India marshals nuclear technologies for beating cancer


Understanding that the burden of cancer is increasing on developing countries, including India, the country is marshalling nuclear technologies to counter the disease inflicting millions. In a big step in this direction, India’s largest medical cyclotron used to produce radioisotopes for diagnostic and therapeutic use for cancer care became operational in September 2018.

Dr. Sekhar Basu, Chairman, Atomic Energy Commission and Secretary, Department of Atomic Energy, Government of India made this announcement at the 62nd General Conference of the International Atomic Energy Agency (IAEA), in Vienna, Austria.

“I would also like to inform that Cyclone-30, a medical cyclotron, the largest in India, delivered 30 MeV beam for the first time this month. This cyclotron is capable of meeting radioisotope needs for entire Eastern India and will also meet the requirements of Paladium 103 and Germanium 68 for the entire country,” Dr. Basu said. The facility will also have dedicated beam lines for research in material science and nuclear physics. Paladium 103 is used in the treatment of prostate cancer and Germanium 68 is used in the diagnosis of Breast cancer respectively.
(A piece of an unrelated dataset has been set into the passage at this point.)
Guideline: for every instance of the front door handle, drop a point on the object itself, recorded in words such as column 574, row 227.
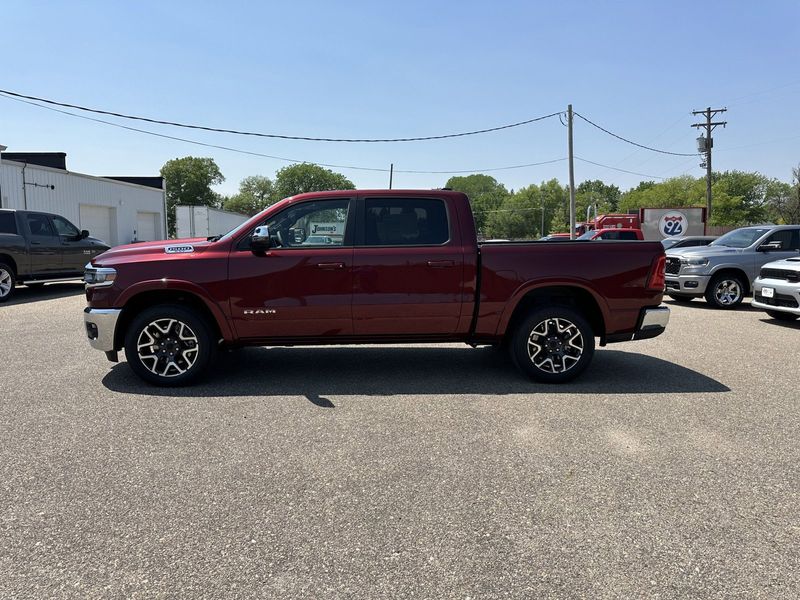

The cancer mortality rate in India is alarmingly high with about 2.5 million people living with this disease and over 700,000 new patients being diagnosed to be suffering from cancer. In fact, cancer is the second most common disease in India responsible for maximum mortality. India accounts for the third highest number of cancer cases among women after China and the US, growing annually at 4.5-5 per cent. According to a report ‘Call for Action: Expanding cancer care for women in India, 2017’, cancer among women in India is estimated at 0.7 million. However, the real incidence is much more between 1 and 1.4 million per year as many case go undiagnosed or unreported. One woman dies of cervical cancer every 8 minutes in India. And, for every 2 women diagnosed with breast cancer, one woman dies of it in India

Cyclone-30 became operational this year when 30 MeV beam reached the Faraday Cup for the first time in the last week at the Variable energy Cycotron Centre (VECC), Kolkata. This was informed by the Department of Atomic energy (DAE) in a press release. “Subsequently, beam from this facility was used to produce 18F (Fluorine-18 isotope) for the preparation of [18 FlFluorodeoxyglucose (FDG), a radio-pharmaceutical used by Board of Radiation & Isotope Technology (BRIT),” the DAE press release added.

The facility will start regular production by the middle of the next year after the commissioning of the supporting nuclear systems and regulatory clearances. Cyclone-30 facility at VECC, Kolkata will have many unique features, under various stages of implementation, which are first of its kind in many ways. After the commissioning of liquid target (for FDG production) and solid targets (production of Germanium-68, Palladium-103 and other isotopes), work on studies related to installation of Iodine isotope [1-123] production target, material study target and Accelerator Driven System target will also be taken up, the release added.

Dr Basu also informed the international conference that the development of cost effective drug for cancer care remains a priority for the government. Twenty one radiopharmaceuticals for diagnosis and therapy; and two radionuclide generators have been developed in the recent past. “Nuclear waste has always been considered as a resource in India. Clinical grade Yttrium 90 in 90Y Acetate form has been extracted from high level waste and was introduced for patient care,” Dr. Basu added.

The government is also working towards doing capacity building for other developing countries. Tata Memorial Centre (TMC) has trained over 150 personnel from Africa and Asia in the field of cancer care following the International Atomic energy Agency (IAEA) rules.